Os números de crianças afectadas pela asma falam por si, em 2001 surgiram 445 novos casos naquela unidade de saúde e 5300 crianças tiveram uma segunda consulta.
No ano anterior foram menos crianças consultadas pela primeira vez (400), enquanto à segunda consulta foram 4200 miúdos.
Todas estas crianças estão em risco de não serem consultadas por um médico especialista passando a ser consultadas por um clínico geral.
RISCO DE FECHAR
“Actualmente são apenas quatro os médicos que fazem aquela consulta no Santa Maria, prevendo-se que dentro de dois anos haja apenas um, porque os restantes irão para a reforma”, refere José Costa Trindade, pediatra e responsável pela unidade.
“Estas consultas estão em risco de fechar por falta de especialistas e há seis anos que ando a alertar para esta situação”, adianta.

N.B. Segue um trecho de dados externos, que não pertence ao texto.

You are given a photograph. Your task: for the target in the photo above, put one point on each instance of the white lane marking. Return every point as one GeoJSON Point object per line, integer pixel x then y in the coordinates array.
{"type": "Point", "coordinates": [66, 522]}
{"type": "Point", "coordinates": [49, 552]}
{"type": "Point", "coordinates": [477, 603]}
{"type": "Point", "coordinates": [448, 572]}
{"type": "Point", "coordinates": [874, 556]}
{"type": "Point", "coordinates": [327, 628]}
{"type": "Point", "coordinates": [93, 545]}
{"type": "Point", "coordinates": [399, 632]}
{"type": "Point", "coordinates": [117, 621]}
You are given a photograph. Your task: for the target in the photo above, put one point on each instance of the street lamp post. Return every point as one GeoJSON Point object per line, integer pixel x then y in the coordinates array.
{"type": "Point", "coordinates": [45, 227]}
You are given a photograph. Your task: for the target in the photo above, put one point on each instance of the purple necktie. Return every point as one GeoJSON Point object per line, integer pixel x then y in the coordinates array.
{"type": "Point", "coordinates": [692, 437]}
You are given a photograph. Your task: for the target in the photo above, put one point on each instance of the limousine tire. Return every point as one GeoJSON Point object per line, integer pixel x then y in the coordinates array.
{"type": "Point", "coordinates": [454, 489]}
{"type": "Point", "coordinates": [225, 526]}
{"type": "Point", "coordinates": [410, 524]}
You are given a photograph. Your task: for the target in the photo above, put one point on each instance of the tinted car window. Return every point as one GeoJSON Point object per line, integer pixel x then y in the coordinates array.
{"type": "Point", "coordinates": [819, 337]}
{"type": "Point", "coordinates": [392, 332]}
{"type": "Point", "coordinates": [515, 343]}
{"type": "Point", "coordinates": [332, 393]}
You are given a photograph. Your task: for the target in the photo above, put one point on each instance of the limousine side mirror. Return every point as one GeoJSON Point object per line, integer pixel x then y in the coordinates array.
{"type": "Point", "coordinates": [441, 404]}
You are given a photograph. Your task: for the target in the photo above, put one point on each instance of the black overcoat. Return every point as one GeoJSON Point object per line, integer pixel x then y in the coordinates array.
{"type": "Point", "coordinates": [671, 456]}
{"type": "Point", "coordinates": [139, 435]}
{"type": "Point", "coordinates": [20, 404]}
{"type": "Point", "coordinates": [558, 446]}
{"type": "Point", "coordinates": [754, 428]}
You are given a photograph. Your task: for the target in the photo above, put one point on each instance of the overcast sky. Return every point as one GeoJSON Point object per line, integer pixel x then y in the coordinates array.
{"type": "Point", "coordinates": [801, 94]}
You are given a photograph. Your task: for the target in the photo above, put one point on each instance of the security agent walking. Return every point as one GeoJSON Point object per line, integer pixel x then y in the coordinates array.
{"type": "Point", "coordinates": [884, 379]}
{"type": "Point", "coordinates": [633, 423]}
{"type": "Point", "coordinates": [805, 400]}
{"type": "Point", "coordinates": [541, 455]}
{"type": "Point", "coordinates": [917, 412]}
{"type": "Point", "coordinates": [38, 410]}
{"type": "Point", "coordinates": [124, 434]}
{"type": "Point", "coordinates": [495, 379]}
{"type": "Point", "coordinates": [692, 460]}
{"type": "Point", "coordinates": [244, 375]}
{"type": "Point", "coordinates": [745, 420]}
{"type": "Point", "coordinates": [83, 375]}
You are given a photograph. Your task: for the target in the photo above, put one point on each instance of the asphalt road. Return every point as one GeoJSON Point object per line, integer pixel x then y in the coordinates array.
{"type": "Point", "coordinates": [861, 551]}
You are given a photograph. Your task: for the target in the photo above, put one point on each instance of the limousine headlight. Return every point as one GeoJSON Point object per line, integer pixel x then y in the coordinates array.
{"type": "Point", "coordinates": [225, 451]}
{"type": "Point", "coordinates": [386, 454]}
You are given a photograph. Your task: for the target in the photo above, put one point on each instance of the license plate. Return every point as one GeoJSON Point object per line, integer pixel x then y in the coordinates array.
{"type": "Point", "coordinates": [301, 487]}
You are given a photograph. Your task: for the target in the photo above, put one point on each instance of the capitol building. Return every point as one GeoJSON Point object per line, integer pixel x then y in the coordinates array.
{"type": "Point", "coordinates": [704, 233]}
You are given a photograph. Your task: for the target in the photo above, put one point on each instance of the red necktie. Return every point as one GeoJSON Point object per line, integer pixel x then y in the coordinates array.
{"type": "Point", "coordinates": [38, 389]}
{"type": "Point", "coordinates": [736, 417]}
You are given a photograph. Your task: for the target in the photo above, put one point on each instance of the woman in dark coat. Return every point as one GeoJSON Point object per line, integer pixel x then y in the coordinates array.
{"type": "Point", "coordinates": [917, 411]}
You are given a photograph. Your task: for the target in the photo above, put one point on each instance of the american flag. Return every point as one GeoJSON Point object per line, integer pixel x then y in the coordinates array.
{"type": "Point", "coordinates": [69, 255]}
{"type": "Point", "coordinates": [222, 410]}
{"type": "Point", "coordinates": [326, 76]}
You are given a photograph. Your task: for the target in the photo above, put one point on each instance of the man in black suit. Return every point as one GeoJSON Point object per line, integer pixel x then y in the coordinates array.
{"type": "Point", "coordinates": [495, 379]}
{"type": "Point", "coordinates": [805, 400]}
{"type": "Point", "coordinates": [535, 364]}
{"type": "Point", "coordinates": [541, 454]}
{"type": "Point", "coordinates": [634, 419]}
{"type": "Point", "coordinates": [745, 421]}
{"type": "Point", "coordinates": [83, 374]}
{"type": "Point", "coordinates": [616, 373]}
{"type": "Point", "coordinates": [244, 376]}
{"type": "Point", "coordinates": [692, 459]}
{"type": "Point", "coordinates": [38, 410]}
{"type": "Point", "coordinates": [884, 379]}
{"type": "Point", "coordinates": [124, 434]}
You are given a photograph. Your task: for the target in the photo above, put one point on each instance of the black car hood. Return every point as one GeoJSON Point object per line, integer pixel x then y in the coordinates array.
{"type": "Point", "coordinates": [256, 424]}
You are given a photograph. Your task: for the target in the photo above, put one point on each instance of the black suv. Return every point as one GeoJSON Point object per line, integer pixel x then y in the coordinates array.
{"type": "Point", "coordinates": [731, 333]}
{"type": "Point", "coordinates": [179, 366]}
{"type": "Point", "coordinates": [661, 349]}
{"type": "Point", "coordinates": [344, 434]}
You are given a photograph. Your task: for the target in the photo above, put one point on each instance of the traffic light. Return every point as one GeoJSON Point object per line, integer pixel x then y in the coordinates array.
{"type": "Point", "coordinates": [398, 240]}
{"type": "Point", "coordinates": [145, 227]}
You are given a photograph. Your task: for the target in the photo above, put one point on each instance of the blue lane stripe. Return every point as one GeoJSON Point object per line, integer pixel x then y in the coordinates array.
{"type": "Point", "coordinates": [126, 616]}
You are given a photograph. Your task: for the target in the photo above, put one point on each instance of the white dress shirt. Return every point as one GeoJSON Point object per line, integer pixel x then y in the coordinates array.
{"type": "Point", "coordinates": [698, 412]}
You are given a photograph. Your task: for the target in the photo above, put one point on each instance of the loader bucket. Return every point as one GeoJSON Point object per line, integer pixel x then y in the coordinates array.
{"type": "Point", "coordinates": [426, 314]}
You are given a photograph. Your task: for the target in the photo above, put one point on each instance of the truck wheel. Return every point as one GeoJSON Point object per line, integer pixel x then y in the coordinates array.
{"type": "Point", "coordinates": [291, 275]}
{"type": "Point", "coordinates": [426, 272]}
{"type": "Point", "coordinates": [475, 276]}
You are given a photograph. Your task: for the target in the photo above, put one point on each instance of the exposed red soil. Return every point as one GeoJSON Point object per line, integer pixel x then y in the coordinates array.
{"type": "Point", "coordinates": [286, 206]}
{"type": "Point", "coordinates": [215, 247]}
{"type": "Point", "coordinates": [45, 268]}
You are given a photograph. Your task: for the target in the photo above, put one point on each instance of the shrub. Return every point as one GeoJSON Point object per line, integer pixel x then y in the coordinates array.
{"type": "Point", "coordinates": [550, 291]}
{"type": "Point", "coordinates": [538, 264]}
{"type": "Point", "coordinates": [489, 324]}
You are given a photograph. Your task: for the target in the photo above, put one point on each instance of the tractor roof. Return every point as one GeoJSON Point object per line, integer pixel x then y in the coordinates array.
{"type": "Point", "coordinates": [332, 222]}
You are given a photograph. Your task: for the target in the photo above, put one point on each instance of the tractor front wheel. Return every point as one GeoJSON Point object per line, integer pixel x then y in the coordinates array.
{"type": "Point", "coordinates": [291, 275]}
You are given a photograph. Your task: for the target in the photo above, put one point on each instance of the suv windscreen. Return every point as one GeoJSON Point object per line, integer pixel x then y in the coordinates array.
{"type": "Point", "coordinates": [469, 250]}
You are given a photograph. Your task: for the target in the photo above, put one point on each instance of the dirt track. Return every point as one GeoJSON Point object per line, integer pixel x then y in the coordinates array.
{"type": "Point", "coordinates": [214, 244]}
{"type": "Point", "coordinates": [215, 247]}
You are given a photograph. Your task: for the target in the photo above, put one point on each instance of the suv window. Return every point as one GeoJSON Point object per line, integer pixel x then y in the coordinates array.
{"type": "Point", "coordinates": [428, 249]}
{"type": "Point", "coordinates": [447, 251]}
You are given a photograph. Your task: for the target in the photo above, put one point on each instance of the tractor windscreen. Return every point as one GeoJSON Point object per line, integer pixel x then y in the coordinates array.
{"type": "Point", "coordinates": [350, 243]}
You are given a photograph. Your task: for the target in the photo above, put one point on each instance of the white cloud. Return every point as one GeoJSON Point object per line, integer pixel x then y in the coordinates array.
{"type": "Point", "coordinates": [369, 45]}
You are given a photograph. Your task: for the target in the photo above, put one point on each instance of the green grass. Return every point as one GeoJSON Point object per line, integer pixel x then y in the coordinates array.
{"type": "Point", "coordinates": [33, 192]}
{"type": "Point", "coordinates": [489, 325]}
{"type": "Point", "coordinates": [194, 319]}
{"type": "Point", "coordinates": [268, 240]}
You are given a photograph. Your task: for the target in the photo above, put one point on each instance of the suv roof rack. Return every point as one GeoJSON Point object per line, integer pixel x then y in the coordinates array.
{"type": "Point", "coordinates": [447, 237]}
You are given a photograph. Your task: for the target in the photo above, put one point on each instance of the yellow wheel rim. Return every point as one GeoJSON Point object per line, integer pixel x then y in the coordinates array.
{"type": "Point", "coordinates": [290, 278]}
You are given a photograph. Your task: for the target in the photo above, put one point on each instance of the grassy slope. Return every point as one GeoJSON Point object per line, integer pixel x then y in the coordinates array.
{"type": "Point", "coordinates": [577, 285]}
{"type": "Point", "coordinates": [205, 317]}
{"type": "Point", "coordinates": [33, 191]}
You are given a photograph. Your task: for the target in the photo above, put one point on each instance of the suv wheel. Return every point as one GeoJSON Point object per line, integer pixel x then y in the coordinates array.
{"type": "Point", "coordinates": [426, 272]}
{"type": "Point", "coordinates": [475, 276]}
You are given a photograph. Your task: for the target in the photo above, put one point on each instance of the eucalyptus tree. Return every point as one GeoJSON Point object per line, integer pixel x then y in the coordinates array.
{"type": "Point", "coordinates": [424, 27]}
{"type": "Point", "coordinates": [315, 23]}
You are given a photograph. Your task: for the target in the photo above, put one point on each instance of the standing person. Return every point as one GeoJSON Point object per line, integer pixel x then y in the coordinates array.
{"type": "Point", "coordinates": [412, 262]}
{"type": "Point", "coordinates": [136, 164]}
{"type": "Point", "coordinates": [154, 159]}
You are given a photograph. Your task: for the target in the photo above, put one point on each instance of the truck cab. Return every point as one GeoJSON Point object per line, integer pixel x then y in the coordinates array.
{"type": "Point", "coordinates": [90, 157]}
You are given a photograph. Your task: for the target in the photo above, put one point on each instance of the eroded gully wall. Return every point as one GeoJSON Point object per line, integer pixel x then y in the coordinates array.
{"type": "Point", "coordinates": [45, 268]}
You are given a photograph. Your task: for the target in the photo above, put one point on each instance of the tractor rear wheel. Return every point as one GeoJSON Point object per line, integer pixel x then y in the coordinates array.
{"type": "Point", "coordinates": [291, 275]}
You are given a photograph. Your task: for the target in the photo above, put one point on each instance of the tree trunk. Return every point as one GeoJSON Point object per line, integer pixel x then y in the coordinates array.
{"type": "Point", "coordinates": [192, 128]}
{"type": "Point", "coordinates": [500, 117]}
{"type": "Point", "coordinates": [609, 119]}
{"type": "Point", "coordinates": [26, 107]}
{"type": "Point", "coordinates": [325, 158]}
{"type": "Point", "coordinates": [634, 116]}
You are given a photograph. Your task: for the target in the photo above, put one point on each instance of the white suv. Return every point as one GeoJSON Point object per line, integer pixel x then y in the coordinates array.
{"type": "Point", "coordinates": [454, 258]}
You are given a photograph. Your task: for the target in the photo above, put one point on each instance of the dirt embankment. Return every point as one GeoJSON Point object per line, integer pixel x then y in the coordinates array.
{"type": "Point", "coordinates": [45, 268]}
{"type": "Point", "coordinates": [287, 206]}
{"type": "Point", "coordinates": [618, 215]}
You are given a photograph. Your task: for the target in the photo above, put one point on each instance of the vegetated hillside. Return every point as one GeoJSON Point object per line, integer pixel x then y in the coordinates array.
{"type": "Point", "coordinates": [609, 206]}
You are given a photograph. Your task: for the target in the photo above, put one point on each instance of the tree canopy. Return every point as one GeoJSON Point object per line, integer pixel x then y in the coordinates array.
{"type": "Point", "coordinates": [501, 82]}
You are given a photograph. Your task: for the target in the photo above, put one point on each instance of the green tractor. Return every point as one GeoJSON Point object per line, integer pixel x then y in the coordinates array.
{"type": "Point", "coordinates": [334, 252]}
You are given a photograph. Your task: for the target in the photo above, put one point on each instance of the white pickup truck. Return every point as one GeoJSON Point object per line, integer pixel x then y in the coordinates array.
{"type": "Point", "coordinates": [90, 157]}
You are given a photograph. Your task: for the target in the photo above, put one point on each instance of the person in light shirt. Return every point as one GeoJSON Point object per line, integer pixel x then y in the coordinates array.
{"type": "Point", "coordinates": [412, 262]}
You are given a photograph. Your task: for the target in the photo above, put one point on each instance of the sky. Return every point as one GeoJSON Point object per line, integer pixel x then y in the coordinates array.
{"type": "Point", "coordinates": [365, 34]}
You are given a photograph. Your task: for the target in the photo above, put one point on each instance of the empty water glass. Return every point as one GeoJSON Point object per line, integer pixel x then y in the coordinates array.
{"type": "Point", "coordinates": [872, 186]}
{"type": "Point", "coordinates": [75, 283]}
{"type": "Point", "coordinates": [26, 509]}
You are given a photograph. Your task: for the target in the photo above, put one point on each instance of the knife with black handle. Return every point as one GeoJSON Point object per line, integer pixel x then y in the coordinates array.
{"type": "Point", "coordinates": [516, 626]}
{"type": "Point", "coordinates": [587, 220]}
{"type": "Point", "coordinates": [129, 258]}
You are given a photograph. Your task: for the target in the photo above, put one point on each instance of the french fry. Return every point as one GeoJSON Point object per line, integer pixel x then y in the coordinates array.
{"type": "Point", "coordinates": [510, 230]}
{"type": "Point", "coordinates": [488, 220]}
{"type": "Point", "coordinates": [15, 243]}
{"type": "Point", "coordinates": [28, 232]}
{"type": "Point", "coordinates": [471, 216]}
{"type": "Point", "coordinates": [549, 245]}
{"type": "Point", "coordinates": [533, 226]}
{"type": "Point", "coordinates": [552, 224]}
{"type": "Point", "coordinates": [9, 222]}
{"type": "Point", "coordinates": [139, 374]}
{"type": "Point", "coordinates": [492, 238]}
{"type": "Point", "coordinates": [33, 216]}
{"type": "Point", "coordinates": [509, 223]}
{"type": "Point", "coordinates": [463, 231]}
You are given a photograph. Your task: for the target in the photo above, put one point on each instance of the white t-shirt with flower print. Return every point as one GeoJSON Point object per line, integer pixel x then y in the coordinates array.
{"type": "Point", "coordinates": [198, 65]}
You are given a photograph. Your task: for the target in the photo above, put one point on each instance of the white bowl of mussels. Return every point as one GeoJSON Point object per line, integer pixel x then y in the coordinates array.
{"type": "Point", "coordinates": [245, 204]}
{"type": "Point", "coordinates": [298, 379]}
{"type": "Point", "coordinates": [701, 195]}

Os especialistas conciliam a assistência clínica com a pedagogia da doença. Enquanto esperam pela consulta, as crianças aprendem como conviver da melhor maneira com a asma. O resultado foi a publicação de desenhos e frases suas compilados no livro “A Asma Vista pelas Crianças”, publicado pela Merck Sharp & Dohme, da autoria da alergologista Natália Ferreira.
“É preciso desmistificar a asma porque existem medicamentos preventivos. Chegam aqui crianças que quase não brincam, não correm nem jogam à bola porque têm medo de ter uma crise e outros têm pais superprotectores que não os deixam brincar”, sublinha a especialista.
Prevenção é a palavra mágica para estas crianças que através dos desenhos feitos na sala de espera exprimem o que sentem.
O QUE SENTEM
A Teresa, 8 anos, desenhou um par de pulmões e uma menina a chorar. Diz ela que “a asma é uma coisa horrorosa e muito má”. O Bruno, 11 anos, acha que se “a asma não for bem tratada é grave!” e faz uma ambulância a caminho do hospital.
O Fábio, 10 anos, desenha a mãe a sacudir os lençóis da cama e ele, aos pés, a tossir “cof, cof”. Escreve: “tenho alergia aos ácaros do pó da casa e ao pólen. Quando tenho falta de ar sinto que me doem os pulmões, por isso tenho que ficar em casa.”
Fábio, de 11 anos, desenha um médico com um estetoscópio a fazer-lhe o exame e a pedir-lhe para respirar fundo. Ele acha que a asma “é muito chato: tenho de tomar sempre medicamentos”. Mara, 4 anos, sabe que a vacina a faz sentir-se melhor e desenha um grande sorriso.